Metals got off to a flying start in 2006. But they have fallen somewhat in the last week. Gold slumped to just $541 on Wednesday, more than 5% off its high of $574.60 at the beginning of last month; platinum dropped below its $1,000 per ounce level; and silver is 6.5% off its January high.
So what’s going on? asks Adrian Ash on Dailyreckoning.co.uk. “Is the trade of the decade taking a breather… or has it quit the field?”
It’s a breather, says Bill Bonner, also on Dailyreckoning.co.uk. The main factor behind gold’s fall last week was the threat that Japanese interest rates might start to rise from their 0% level. Large amounts of gold are bought in yen borrowed at very low rates, so any suggestion of a rise makes dealers rush to close their positions. The other metals then followed gold down as investors fretted that the bull market in the metals sector might be coming to an end.
But it isn’t. “It’s a weak bull market that doesn’t have strong corrections,” says Bonner, who thinks that gold could fall all the way back to $500 before resuming its upwards path.

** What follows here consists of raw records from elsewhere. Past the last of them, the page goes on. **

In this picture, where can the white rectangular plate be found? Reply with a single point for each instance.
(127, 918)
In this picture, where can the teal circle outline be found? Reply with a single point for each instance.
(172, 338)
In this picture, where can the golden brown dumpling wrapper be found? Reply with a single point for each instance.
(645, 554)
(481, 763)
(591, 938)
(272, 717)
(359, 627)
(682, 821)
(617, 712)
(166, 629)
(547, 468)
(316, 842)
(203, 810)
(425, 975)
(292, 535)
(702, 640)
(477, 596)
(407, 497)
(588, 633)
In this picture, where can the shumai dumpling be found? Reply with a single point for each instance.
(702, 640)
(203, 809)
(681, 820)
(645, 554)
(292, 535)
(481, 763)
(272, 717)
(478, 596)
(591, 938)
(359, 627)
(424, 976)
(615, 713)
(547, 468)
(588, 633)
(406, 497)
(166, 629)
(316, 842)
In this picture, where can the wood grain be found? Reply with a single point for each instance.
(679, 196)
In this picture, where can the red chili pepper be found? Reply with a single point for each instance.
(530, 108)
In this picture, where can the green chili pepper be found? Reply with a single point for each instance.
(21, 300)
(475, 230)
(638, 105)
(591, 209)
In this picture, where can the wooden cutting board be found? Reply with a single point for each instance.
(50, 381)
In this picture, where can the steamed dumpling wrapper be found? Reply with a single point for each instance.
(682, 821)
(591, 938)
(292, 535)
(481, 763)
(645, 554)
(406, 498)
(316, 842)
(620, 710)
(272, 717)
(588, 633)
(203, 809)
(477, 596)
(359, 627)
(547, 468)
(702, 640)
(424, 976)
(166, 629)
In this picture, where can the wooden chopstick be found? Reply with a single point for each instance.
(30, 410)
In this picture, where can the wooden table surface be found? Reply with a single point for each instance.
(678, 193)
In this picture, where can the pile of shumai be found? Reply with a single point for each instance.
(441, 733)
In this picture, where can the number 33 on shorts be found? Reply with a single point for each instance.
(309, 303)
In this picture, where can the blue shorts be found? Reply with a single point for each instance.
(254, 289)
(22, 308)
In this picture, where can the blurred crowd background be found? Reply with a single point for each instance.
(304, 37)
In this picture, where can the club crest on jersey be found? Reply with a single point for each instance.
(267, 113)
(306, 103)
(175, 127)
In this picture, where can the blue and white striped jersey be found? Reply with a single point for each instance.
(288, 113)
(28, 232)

Analyst David Fuller agrees that the last week’s trading represents no more than a blip. As he points out on Fullermoney.com, in a world where central banks can, and do, print trillions of new dollars, euros, yen, and so forth every day, any long-term store of value (such as gold) can only be a good thing to hold. The fundamentals of the market are still just as they were, so ignore the bears and “buy gold on dips”, says Bonner.